Rêver sa vie ou choisir la croix

Une même déchirure unissait ces deux êtres dotés d’une sensibilité exacerbée.

Cette correspondance est donc aussi l’occasion de mesurer la distance qui sépare deux façons d’envisager l’existence ; l’une qui serait la vie rêvée de Joë Bousquet et l’autre, la vie incarnée de Simone Weil. Une même déchirure unissait ces deux êtres dotés d’une sensibilité exacerbée. Pour Joë Bousquet, cette blessure a pris la forme d’une balle reçue à Vailly en 1918 qui le condamne à la vie allongée et pour Simone Weil, il s’agissait davantage d’un tourment intérieur qui prenait parfois la forme d’une migraine dont la violence l’empêchait de penser durant plusieurs jours. Le titre de cette correspondance : « Quel est donc ton tourment ? »  est extrait de l’une des lettres de Simone Weil et illustre bien l’importance de cette blessure commune qui habitait le poète et la philosophe. Pourtant, face à la douleur se cristallise une opposition radicale.

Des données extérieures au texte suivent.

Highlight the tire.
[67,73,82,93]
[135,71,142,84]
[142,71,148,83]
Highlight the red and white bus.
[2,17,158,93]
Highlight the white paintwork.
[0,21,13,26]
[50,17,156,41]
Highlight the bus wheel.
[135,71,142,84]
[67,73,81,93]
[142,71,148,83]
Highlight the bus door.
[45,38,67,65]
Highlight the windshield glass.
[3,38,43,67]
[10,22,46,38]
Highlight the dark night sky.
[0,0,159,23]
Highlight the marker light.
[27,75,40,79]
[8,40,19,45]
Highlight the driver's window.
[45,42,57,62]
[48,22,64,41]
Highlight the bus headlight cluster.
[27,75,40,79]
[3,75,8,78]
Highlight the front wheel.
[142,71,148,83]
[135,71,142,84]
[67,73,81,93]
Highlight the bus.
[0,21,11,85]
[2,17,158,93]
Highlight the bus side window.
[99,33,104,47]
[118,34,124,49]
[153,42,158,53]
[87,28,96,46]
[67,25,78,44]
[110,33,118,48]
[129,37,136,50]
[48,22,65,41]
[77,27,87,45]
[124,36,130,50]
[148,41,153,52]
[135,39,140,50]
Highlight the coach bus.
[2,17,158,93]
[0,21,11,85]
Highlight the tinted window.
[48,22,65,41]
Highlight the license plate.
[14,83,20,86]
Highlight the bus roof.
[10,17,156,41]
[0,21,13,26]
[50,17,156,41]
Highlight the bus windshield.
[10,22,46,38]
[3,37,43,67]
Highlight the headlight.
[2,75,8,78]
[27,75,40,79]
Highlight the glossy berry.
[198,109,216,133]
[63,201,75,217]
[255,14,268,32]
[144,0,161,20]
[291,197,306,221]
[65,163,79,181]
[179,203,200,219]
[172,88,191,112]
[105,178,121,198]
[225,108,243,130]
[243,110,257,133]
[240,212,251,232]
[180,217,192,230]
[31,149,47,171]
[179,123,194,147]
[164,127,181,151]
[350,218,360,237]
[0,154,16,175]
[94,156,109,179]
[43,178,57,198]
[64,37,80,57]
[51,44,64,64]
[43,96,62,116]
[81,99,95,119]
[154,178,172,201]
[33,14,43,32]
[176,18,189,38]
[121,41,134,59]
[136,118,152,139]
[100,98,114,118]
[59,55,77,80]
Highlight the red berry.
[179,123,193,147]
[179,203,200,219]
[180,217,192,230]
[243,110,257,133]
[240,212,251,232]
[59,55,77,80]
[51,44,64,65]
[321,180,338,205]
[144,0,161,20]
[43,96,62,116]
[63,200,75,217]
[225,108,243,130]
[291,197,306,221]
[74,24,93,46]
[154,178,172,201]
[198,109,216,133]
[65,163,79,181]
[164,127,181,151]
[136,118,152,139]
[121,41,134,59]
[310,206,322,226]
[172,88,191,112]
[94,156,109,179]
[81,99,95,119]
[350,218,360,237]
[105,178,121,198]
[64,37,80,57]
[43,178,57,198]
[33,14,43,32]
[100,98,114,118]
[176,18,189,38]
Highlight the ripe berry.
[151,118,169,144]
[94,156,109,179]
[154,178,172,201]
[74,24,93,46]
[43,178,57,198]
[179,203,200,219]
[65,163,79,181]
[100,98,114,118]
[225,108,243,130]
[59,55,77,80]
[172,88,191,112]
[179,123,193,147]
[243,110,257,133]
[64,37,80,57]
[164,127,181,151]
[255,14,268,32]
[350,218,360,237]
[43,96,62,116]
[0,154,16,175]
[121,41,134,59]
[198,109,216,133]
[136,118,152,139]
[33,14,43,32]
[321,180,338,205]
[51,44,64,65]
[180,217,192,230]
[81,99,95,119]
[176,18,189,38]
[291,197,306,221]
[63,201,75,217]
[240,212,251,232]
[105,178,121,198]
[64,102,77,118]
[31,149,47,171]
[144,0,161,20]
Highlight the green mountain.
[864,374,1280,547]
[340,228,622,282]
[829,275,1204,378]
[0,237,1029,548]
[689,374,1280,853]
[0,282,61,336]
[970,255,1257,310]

Joë Bousquet entend faire sien le mot d’ordre des surréalistes, et fait part de sa volonté de « rêver sa vie », c’est-à-dire trouver un au-delà de la conscience au sein duquel il pourrait enfin attendre le bonheur. Il s’agit de retourner aux origines de son être pour retrouver la Gloire, forme d’un paradis perdu. En cela, la poésie peut sous certaines conditions, constituer un expédient.

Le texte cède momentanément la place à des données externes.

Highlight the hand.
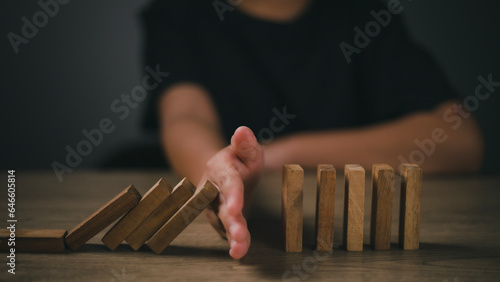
[200,126,263,259]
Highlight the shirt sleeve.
[142,1,202,130]
[353,12,458,123]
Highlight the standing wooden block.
[343,164,365,251]
[146,180,219,254]
[126,178,196,251]
[316,164,336,252]
[399,164,422,250]
[370,164,394,251]
[281,164,304,252]
[66,185,141,250]
[102,178,172,250]
[0,228,68,253]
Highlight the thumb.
[231,126,262,166]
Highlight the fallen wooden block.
[146,181,219,254]
[126,178,196,250]
[370,164,394,251]
[102,178,172,250]
[399,164,422,250]
[342,164,365,251]
[66,185,141,250]
[281,164,304,252]
[316,164,336,252]
[0,229,68,253]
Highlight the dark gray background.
[0,0,500,172]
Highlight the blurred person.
[140,0,483,259]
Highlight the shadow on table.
[68,244,228,258]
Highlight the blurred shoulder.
[143,0,216,23]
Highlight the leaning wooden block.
[316,164,336,252]
[281,164,304,252]
[343,164,365,251]
[146,181,219,254]
[66,185,141,250]
[126,178,196,250]
[102,178,172,250]
[399,164,422,250]
[370,164,394,251]
[0,229,68,253]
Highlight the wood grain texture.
[0,171,500,282]
[102,178,172,250]
[315,164,337,252]
[146,180,219,254]
[66,185,141,250]
[399,164,422,250]
[342,164,365,251]
[0,229,68,253]
[281,164,304,252]
[370,164,394,251]
[126,178,196,251]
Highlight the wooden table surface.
[0,170,500,282]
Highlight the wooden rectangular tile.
[146,181,219,254]
[370,164,394,251]
[281,164,304,252]
[0,228,68,253]
[316,164,336,252]
[399,164,422,250]
[342,164,365,251]
[126,178,196,250]
[66,185,141,250]
[102,178,172,250]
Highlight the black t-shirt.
[143,0,456,140]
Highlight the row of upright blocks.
[281,164,422,252]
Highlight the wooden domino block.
[0,229,68,253]
[342,164,365,251]
[399,164,422,250]
[126,178,196,250]
[281,164,304,252]
[146,181,219,254]
[316,164,336,252]
[370,164,394,251]
[66,185,141,250]
[102,178,172,250]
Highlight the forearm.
[265,101,483,172]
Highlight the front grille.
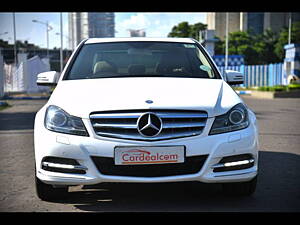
[91,155,208,177]
[90,110,207,141]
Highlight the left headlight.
[45,105,89,136]
[209,103,249,135]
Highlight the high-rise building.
[68,12,115,49]
[128,29,146,37]
[207,12,300,40]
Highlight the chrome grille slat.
[90,109,207,141]
[93,123,137,129]
[163,122,205,129]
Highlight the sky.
[0,12,206,49]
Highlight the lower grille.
[213,154,254,172]
[41,156,87,174]
[91,155,208,177]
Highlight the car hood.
[47,77,242,118]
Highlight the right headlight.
[209,103,249,135]
[45,105,89,136]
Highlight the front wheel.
[222,176,257,196]
[35,176,68,201]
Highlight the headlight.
[209,103,249,135]
[45,105,89,136]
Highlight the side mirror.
[225,70,244,85]
[36,71,60,86]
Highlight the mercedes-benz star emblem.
[137,113,162,137]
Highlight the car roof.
[84,37,195,44]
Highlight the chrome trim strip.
[42,162,88,170]
[90,109,208,141]
[93,123,137,129]
[96,132,201,141]
[163,122,205,129]
[90,113,142,119]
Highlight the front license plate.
[115,146,185,165]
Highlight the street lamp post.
[60,13,64,72]
[13,13,18,66]
[225,12,229,69]
[32,20,53,58]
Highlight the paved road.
[0,97,300,212]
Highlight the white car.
[34,38,258,200]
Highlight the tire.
[35,176,68,201]
[222,176,257,196]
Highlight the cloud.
[116,13,206,37]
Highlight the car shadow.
[0,112,36,131]
[47,151,300,212]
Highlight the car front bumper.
[34,109,258,185]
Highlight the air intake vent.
[90,110,207,141]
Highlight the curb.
[3,96,50,100]
[0,101,8,106]
[235,91,252,95]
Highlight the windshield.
[65,42,219,80]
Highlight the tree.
[168,22,207,39]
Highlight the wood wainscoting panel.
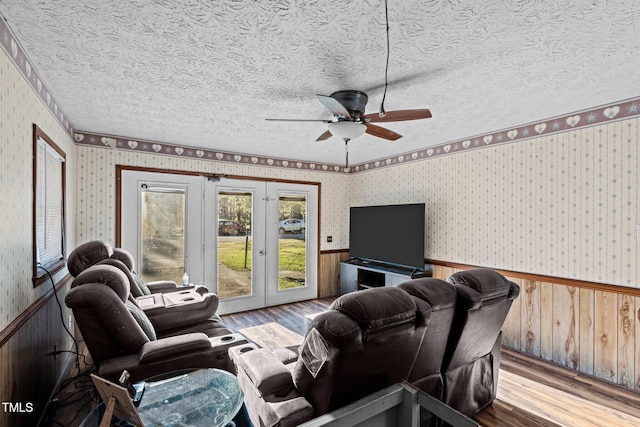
[429,261,640,393]
[532,282,555,360]
[617,295,636,388]
[318,250,349,298]
[520,280,540,357]
[593,291,618,384]
[502,278,526,349]
[579,289,595,375]
[0,276,75,427]
[552,286,580,369]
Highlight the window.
[33,124,65,286]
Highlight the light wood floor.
[51,298,640,427]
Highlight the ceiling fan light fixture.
[328,121,367,139]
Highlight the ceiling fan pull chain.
[344,138,349,168]
[378,0,390,117]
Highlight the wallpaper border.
[0,15,640,174]
[0,14,75,138]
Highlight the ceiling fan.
[266,90,431,167]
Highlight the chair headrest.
[447,268,511,300]
[398,277,457,311]
[71,264,129,302]
[111,248,136,271]
[67,240,113,277]
[331,287,416,333]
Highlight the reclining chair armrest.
[147,280,182,294]
[235,348,294,396]
[453,284,482,310]
[138,332,211,363]
[141,294,219,334]
[147,280,209,295]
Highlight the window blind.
[35,138,64,265]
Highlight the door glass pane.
[217,191,253,299]
[278,193,307,291]
[139,188,186,283]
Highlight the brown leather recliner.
[442,268,520,416]
[68,240,226,337]
[398,278,457,399]
[230,287,431,426]
[65,265,247,382]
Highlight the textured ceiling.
[0,0,640,164]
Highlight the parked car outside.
[218,219,247,236]
[278,218,305,234]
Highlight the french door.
[121,171,318,313]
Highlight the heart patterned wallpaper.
[0,0,640,166]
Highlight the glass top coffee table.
[81,369,244,427]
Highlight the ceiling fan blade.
[316,131,333,141]
[365,123,402,141]
[316,95,351,119]
[265,119,331,123]
[362,108,431,123]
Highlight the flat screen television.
[349,203,425,270]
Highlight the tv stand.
[340,259,431,295]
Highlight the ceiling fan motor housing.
[330,90,369,119]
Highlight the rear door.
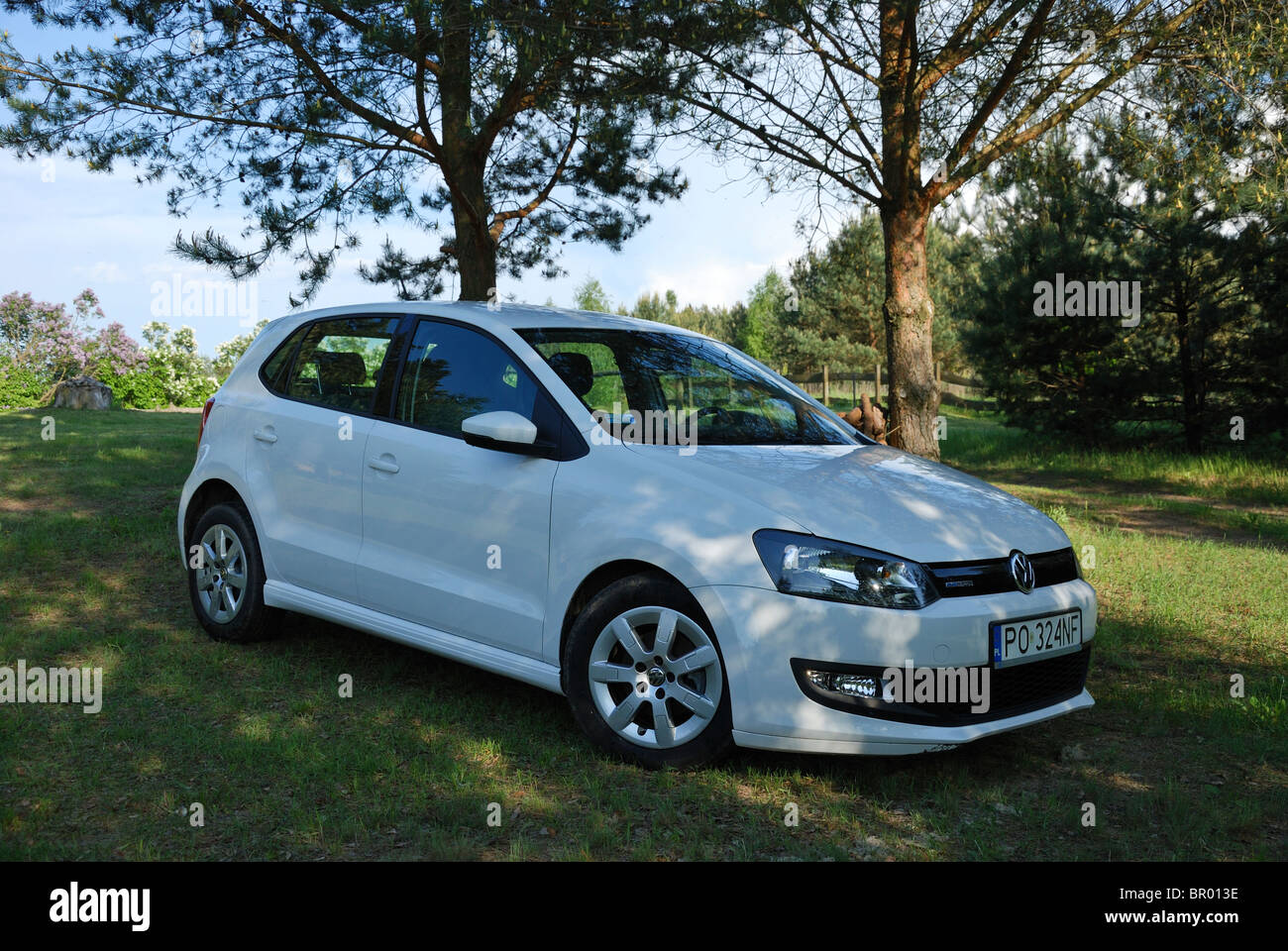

Simone Weil se situe dans une perspective bien plus incarnée où il faut se confronter à la douleur, l’éprouver dans toute sa puissance afin d’en extraire l’éventuelle portée consolatrice. Elle ne dit pas autre chose lorsqu’elle écrit à Joë Bousquet : « Pour penser le malheur, il faut le porter dans la chair, enfoncé très avant, comme un clou, et le porter longtemps, afin que la pensée ait le temps de devenir assez forte pour le regarder. » Elle condamne donc tout naturellement sa propension à la rêverie qu’elle considère comme la racine de son mal. La rêverie ne serait qu’un dérivatif dont elle ne nie pas l’utilité mais dont elle critique les effets pervers. Si cette conception radicale du mal peut décontenancer, elle n’en est pas doloriste pour autant. On serait plus en droit de la considérer comme une éthique de l’existence qui emprunte autant à la philosophie stoïcienne qu’à la mystique chrétienne. Pour le dire en d’autres termes, sa pensée cherche en permanence à insister sur l’importance de la crucifixion du Christ, seule façon de véritablement comprendre sa résurrection.

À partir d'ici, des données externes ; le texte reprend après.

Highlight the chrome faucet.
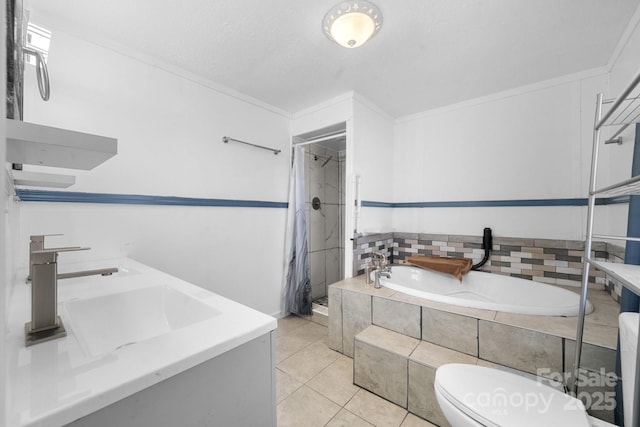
[25,236,118,347]
[373,267,391,289]
[364,252,388,288]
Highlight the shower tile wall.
[305,144,344,300]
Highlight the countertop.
[5,258,277,427]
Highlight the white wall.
[602,13,640,239]
[353,95,394,233]
[393,70,607,239]
[0,1,11,422]
[19,24,290,314]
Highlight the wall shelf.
[6,119,118,170]
[11,170,76,188]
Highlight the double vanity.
[5,258,277,427]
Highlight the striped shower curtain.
[284,147,312,315]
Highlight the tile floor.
[276,316,433,427]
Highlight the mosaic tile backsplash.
[353,232,624,300]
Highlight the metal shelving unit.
[571,68,640,427]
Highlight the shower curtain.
[284,147,312,315]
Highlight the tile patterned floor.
[276,316,433,427]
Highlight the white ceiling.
[25,0,640,117]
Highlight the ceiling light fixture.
[322,0,382,48]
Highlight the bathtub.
[371,265,593,316]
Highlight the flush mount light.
[322,0,382,48]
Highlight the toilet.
[434,313,640,427]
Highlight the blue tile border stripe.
[16,189,288,208]
[16,189,629,209]
[362,196,629,208]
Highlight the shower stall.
[294,123,346,306]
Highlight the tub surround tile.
[345,390,407,427]
[389,292,496,320]
[495,312,577,338]
[342,289,371,357]
[407,360,450,426]
[353,326,420,408]
[329,286,343,353]
[324,248,342,287]
[564,339,616,374]
[372,297,421,339]
[410,341,478,368]
[407,341,478,426]
[478,320,563,374]
[356,325,420,358]
[422,307,478,356]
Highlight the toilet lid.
[434,363,590,427]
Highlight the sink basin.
[64,285,220,356]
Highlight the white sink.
[64,285,220,356]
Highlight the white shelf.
[6,119,118,170]
[11,170,76,188]
[589,260,640,294]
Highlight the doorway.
[293,122,346,307]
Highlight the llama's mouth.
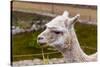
[39,43,47,47]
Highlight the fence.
[12,1,97,24]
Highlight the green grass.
[12,12,97,61]
[12,23,97,61]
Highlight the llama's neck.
[57,26,88,62]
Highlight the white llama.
[37,11,97,63]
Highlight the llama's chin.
[39,43,48,47]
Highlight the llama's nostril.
[38,37,44,40]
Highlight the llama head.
[37,11,79,48]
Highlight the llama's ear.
[62,11,69,17]
[71,14,80,24]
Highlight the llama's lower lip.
[39,43,46,46]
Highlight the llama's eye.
[53,31,62,34]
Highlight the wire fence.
[13,46,97,57]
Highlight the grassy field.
[12,23,97,61]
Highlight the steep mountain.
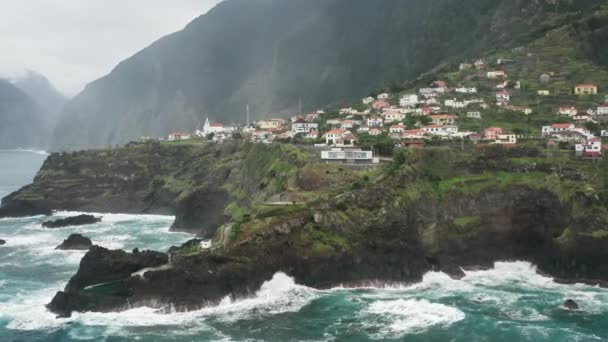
[0,79,48,149]
[53,0,605,149]
[13,70,67,123]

Par leur tempérament mystique, ils s’inscrivent dans une communauté inavouable

En dépit du ton parfois vindicatif de Simone Weil, aussi excessive que magnifique dans ses emportements, en dépit de l’absence de réponse de Joë Bousquet, accablé par la douleur inhérente à sa condition, ces deux êtres se sont connus le temps de quelques lettres et d’une rencontre. À la pâle clarté de l’espérance dans la douleur, ils ont pourtant pu faire part l’un à l’autre de leur tempérament mystique, créant ainsi une forme de communauté inavouable. Joë Bousquet conseille à Simone Weil d’écrire sur l’amour divin. Simone Weil consacrera une section de La pesanteur et la grâce à l’amour de Dieu.

  • Correspondance 1942. “Quel est donc ton tourment ?” , de Simone Weil et Joë Bousquet, édité par Florence de Lussy et Michel Narcy, Claire Paulhan, 200 p., 27 €.